Is there a option to set change-password-msg in the new AAA method?
(In reply to Yaniv Dary from comment #6) > Is there a option to set change-password-msg in the new AAA method? this is extension specific. in case of ldap see [1] look for: * config.authn.credentials-change.url * config.authn.credentials-change.message [1] https://gerrit.ovirt.org/gitweb?p=ovirt-engine-extension-aaa-ldap.git;a=blob;f=README;hb=HEAD#l296
When testing this please make sure the message works with the options listed in comment #7 as well.
Alexander, did you make sure that the fix is working well for the new AAA stuff as well?
Yes this will work with the new AAA, that was actually what exposed the existing issue.
moving back to POST. @Alexander - this needs a backport to ovirt-engine-3.5.
pushing TR to 3.5.4, so no need to cherry-pick the fix to the 'ovirt-engine-3.5.3' branch.

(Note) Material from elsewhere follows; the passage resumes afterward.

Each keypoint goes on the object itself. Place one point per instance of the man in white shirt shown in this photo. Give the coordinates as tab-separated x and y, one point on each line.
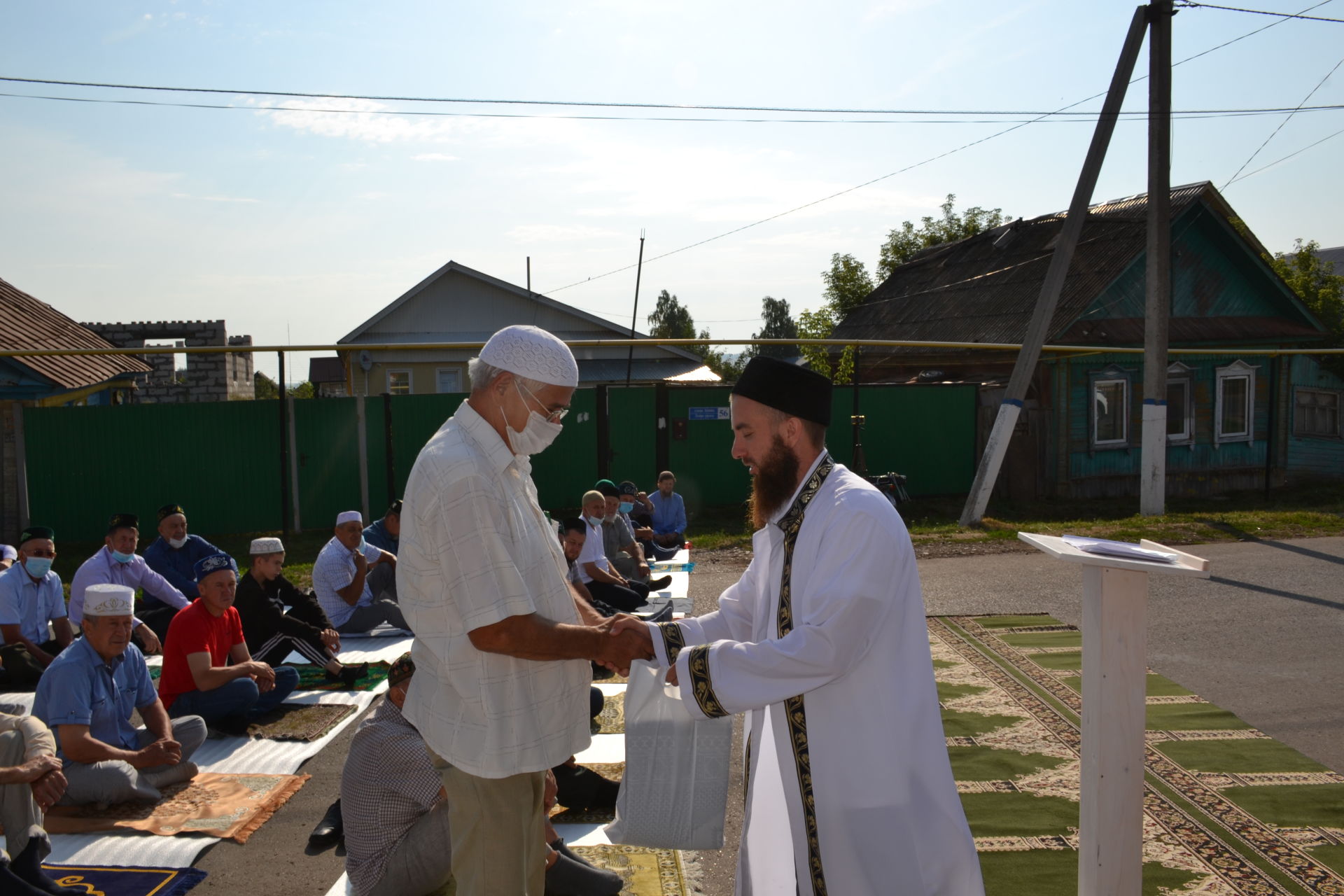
502	643
355	582
823	643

Once 'ovirt-engine-3.5' is merge - please move the BZ to MODIFIED.
(In reply to Einav Cohen from comment #12) > Once 'ovirt-engine-3.5' is merge Once *the* 'ovirt-engine-3.5' *patch* is *merged*
Since oVirt 3.5.4 RC1 has been released, please ensure that the fix is included in the build and move the bug to ON_QA accordingly.
Works fine in vt16.1 for both legacy and new AAA.
This is an automated message. oVirt 3.5.4 has been released on September 3rd 2015 and should include the fix for this BZ. Moving to closed current release.